Può sembrare che le due trame in qualche modo convergano: in fondo si basa sempre di una situazione di pericolo creata dalla scarsca cautela di qualche persona troppo avida, con tutte le conseguenze del caso. Ma le differenze ci sono, e stanno tutte nel ruolo che gli umani assumono nelle due storie. Se è ovvio che ad innescare tutto c'è l'intervento dell'uomo (raccolta e replica del DNA di creature estinte), quello che succede una volta che i dinosauri tornano liberi è ben diverso nei due casi. In JP, per la maggior parte del tempo i personaggi umani sono coinvolti solo in modo collaterale, trovandosi in un ambiente poco familiare in cui animali poco familiari si muovono a loro piacimento. Il primo attacco del T-Rex ignora quasi del tutto i piccoli primati e si concentra quasi esclusivamente sull'automobile, oggetto apparentemente più consistente e appetitoso. In seguito sempre il T-Rex attaccherà dei gallimimus, e alla fine del film i velociraptor. Questi ultimi sono forse l'unica specie che mostra di avere un particolare accanimento per gli uomini, ma la cosa si può spiegare all'interno del film con la loro presunta intelligenza, e capacità di comprendere chi è stato a "imprigionarli". Per il resto, tuttavia, tanto nel film che nel libro da cui è derivato, ci si trova sempre di fronte a scene di "natura selvaggia" che risultano incidentalmente pericolose, come potrebbe esserlo un safari nella savana o una regata sul Rio delle Amazzoni. L'uomo è spettatore, e deve trovare il modo di salvarsi.

In JW la prospettiva cambia. L'ibrido mostra fin da subito la sua precisa volontà di uccidere, distruggere, e lo fa in modo creativo e deliberato.

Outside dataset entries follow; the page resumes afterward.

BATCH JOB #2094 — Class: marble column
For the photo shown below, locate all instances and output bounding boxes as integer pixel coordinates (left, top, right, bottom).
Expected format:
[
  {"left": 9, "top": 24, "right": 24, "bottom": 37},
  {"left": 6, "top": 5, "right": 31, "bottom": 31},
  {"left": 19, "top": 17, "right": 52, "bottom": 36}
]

Attenzione, anche questo è opportunamente giustificato in-universe, con l'idea che la creatura sia stata progettata appositamente per essere intelligente e cattiva, e si comporta di conseguenza. Tuttavia, l'atteggiamento dell'Indominus (ho evitato finora di usare questo nome terribile, ma ero a corto di sinonimi) è fin troppo umano. E non solo il suo: i velociraptor che rispondono ai comandi, cambiano fazione, e poi si schierano di nuovo con il loro alpha, fanno lo stesso. Gli pterosauri liberati dalla voliera sembrano avere l'esclusivo obiettivo di calare sulle frotte di spettatori per catturarli. Anche il T-Rex (che come confermato dalle fonti ufficiali è narrativamente lo stesso del primo film) interviene solo quando convocato, fa la sua parte e se ne va con una quasi letterale strizzata d'occhio. Tutti i dinosauri di Jurassic World esistono e si muovo solo in funzione dell'uomo. Non hanno una propria volontà, pulsioni, spinte biologico-evolutive. Sono definite soltanto in base al loro atteggiamento verso gli uomini.

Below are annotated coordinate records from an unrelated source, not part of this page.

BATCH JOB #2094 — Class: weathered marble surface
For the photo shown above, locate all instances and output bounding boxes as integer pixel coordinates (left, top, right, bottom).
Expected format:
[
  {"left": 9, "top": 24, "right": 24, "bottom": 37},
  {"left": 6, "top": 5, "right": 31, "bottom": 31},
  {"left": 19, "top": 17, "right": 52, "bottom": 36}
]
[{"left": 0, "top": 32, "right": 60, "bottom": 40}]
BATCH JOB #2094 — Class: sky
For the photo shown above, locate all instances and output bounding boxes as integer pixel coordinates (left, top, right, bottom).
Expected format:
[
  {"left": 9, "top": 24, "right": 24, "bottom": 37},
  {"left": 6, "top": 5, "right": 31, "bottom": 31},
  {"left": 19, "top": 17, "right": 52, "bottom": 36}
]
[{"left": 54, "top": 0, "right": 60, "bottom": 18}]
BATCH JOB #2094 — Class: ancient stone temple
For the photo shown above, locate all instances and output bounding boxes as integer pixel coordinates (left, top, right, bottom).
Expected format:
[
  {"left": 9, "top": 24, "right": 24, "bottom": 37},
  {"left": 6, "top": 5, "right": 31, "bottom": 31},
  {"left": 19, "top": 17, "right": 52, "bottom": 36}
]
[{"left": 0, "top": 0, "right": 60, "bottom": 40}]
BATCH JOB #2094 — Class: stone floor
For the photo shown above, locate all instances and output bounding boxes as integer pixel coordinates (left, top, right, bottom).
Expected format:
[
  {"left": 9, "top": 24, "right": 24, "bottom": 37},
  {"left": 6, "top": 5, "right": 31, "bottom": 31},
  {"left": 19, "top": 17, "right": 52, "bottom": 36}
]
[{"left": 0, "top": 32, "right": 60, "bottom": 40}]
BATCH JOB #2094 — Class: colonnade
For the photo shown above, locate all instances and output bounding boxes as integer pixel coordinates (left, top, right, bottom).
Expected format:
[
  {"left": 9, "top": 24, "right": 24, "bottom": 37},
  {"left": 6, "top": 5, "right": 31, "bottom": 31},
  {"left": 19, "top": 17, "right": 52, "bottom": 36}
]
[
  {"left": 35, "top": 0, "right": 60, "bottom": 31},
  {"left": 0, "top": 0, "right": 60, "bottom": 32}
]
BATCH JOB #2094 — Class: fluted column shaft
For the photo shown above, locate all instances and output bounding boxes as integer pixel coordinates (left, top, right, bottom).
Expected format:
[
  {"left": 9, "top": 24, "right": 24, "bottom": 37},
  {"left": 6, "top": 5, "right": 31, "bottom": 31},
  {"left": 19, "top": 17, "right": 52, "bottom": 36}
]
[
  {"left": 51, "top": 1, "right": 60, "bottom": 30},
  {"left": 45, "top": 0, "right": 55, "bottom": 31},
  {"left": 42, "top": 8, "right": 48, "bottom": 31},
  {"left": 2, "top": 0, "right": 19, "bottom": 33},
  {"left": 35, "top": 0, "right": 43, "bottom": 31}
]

Questa è la differenza fondamentale tra i due film, ed è il paradigma dal quale gli autori sono (probabilmente in modo inconsapevole) partiti, portando in sala qualcosa che rafforza nel pubblico il suo già radicato pregiudizio specista. L'idea che l'uomo sia il gradino finale della scala evolutiva, e che questo si esprima a maggior ragione confrontandolo con creature estinte milioni di anni prima (anche su questo ci sarebbe da discutere, perché molti cladi di dinosauri sono di fatto tuttora viventi, ma questo è un altro argomento). Quella stessa distorsione che ci porta a rifiutare il fatto che discendiamo dalle scimmie, ignorando che questa affermazione è fondamentalmente errata.

Attenzione, quando mi riferisco al pregiudizio specista, non mi riferisco al concetto che "l'uomo è parte della natura" e quindi è tenuto a rispettarla e non alterarla. La specie umana, al momento, è indubbiamente in grado di decidere della vita di migliaia di altre specie, e questo la pone in un certo senso su un gradino più alto di molte di queste, ma solo in senso allegorico. La realtà dei fatti è che la vita, gli ecosistemi, l'intero pianeta, rispondono a leggi molto più antiche e incontrollabili, a cui noi stessi siamo sottoposti, e che prescindono in tutti i sensi dalla nostra volontà. In questo non siamo diversi da quei brachiosauri clonati che si trovano a brucare alberi cresciuti 80 milioni di anni dopo la loro morte. L'evoluzione è una staffetta*, e sì, dottor Malcolm, aveva ragione lei: la vita vince sempre, ma gioca sempre in squadra da sola.